Getting the firmware
Building from source
Trusted Substrate is part of TRS, same steps apply to build from source as documented at Initial setup.
Building meta-ts from source
By default make meta-ts will build firmware for all supported boards.
Warning
Since UEFI secure boot is enabled by default, boards that embed the UEFI keys in the firmware binary will use the predefined Linaro certificates. Those boards will only be allowed to boot images signed by the afforementioned Linaro certificates.
Building with your own certificates if you want to generate your own
Secure boot limitations for hardware limitations
Compiling for different boards is straightforward. To build only one board firmware, pass TARGET to make with board name.
make TARGET=<BOARD> meta-ts
replace <BOARD> with:
qemuarm64-secureboot
synquacer
stm32mp157c-dk2
stm32mp157c-ev1
rockpi4b
rpi4
zynqmp-kria-starter
The build output is in build/tmp_<BOARD>/deploy/images/
Hint
The build directory contains a lot of artifacts. Look at Installing firmware for the per board files you need
Downloading board binaries
We do produce daily builds for all the support boards here
Building with your own certificates
Warning
The default nightly builds we provide for devices that embed the keys are
using a private key that is available at
meta-trustedsubstrate/uefi-certificates/
.
Anyone could sign and boot an EFI binary!
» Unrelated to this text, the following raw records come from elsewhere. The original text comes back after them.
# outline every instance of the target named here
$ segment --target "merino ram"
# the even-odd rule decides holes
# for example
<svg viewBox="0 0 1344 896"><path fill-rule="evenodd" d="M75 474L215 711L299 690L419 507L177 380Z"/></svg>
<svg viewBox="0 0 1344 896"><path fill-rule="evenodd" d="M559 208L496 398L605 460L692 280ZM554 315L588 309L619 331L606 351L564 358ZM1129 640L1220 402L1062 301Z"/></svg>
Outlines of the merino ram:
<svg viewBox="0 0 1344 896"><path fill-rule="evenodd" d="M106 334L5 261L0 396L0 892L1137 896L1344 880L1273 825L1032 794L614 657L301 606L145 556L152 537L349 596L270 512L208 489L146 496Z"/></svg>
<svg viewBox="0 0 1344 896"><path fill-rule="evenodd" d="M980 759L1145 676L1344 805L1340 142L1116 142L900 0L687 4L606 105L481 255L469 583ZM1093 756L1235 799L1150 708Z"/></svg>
This is a mandatory step for a production firmware!
You need to generate the following keys:
PK - Platform Key (Top-level key)
KEK - Key Exchange Keys (Keys used to sign Signatures Database and Forbidden Signatures Database updates)
db - Signature Database (Contains keys and/or hashes of allowed EFI binaries)
dbx - Forbidden Signature Database (Contains keys and/or hashes of forbidden EFI binaries)
Refer to Create certificates and keys for generating certificates and create tar.gz archive with the .esl files
tar -czf uefi_certs.tgz db.esl dbx.esl KEK.esl PK.esl
Set up an environment variable UEFI_CERT_FILE: "<path>/uefi_certs.tgz"
in
your local.conf
or in ci/base.yml
and recompile your firmware.
Note
This is only needed if the variables are built-in into the firmware binary. You don’t need this if your board has an RPMB and OP-TEE support.